MAGMA

MAGMA (Matrix Algebra on GPU and Multicore Architectures) is a collection of next generation linear algebra libraries for heterogeneous architectures. MAGMA is designed and implemented by the team that developed LAPACK and ScaLAPACK, incorporating the latest developments in hybrid synchronization- and communication-avoiding algorithms, as well as dynamic runtime systems. Interfaces for the current LAPACK and BLAS standards are supported to allow computational scientists to seamlessly port any linear algebra reliant software components to heterogeneous architectures.

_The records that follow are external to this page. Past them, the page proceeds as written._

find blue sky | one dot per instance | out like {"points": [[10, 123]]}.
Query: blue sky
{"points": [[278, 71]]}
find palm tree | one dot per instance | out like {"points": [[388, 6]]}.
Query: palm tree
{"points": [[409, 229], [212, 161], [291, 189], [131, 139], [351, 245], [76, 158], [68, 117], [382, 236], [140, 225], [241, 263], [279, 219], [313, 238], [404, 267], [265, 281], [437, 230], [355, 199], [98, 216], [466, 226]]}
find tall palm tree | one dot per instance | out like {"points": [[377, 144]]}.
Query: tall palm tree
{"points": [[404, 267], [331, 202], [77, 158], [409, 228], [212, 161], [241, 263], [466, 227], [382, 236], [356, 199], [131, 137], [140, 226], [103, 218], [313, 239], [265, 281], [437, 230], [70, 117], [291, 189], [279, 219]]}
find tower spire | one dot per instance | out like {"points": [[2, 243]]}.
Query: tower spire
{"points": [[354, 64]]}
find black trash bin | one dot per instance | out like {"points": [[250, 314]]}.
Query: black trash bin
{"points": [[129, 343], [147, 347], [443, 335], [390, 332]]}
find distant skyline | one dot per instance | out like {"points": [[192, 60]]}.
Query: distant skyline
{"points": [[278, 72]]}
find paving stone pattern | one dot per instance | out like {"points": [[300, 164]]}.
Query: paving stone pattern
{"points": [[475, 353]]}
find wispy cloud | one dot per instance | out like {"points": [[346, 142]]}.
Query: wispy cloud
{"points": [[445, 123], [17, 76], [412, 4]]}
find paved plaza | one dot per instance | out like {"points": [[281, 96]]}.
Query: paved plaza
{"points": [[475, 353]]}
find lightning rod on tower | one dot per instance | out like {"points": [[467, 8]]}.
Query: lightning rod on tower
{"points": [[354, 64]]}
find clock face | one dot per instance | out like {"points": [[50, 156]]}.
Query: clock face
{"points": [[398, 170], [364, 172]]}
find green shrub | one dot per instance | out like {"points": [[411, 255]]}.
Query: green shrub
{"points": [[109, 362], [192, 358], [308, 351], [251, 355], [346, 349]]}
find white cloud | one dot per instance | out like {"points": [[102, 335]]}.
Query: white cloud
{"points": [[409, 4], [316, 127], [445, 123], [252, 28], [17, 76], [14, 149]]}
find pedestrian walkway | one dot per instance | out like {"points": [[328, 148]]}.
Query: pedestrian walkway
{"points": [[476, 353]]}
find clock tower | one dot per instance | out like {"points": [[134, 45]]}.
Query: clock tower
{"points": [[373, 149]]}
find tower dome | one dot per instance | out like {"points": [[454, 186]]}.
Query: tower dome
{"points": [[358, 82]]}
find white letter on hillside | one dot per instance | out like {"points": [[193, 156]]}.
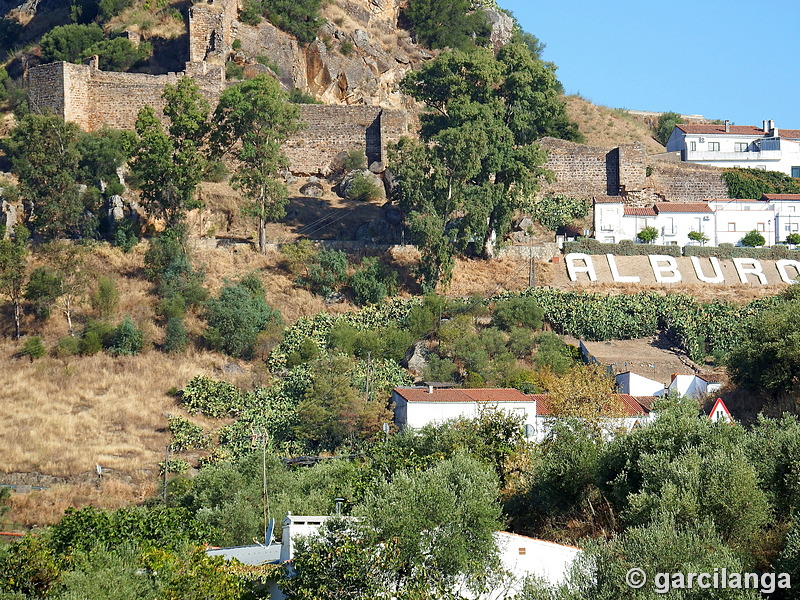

MAGMA Features and Support

MAGMA allows applications to fully exploit the power of current heterogeneous systems of multi/many-core CPUs and multi-GPUs to deliver the fastest possible time to accurate solution within given energy constraints.

Hybrid Algorithms

MAGMA uses a hybridization methodology where algorithms of interest are split into tasks of varying granularity and their execution scheduled over the available hardware components. Scheduling can be static or dynamic.

MAGMA Hybrid Algorithms as DAGs

In either case, small non-parallelizable tasks, often on the critical path, are scheduled on the CPU, and larger more parallelizable ones, often Level 3 BLAS are scheduled on accelerators.

Performance and Energy Efficiency

MAGMA solvers run close to the machine's peak performance. The LU factorization for example, illustrated below, runs as fast as the GPU can run matrix-matrix multiplications (GEMM), as the small tasks on the critical path are offloaded to the CPU and overlapped with the GEMMs on the GPU.

MAGMA Performance

MAGMA Batched

MAGMA Batched targets small linear algebra operations. Small computational tasks are difficult to parallelize, but applications usually require the computation of many small problems, which can be grouped together (batched) and executed very efficiently. MAGMA Batched is being extended now under the CEED project to support tensor data structures and tensor contractions for high-order methods.

MAGMA Batched

MAGMA Sparse

MAGMA Sparse targets the development of high-performance sparse linear algebra operations on accelerators - from low-level kernels like SpMVs and SpMM, to higher-level Krylov subspace iterative solvers, eigensolvers, and preconditioners.

MAGMA Sparse

MAGMA Development

MAGMA is being developed at the Innovative Computing Laboratory of the University of Tennessee.

In CEED, MAGMA is primarily involved in the efforts of the Software, Hardware and Finite Element thrusts.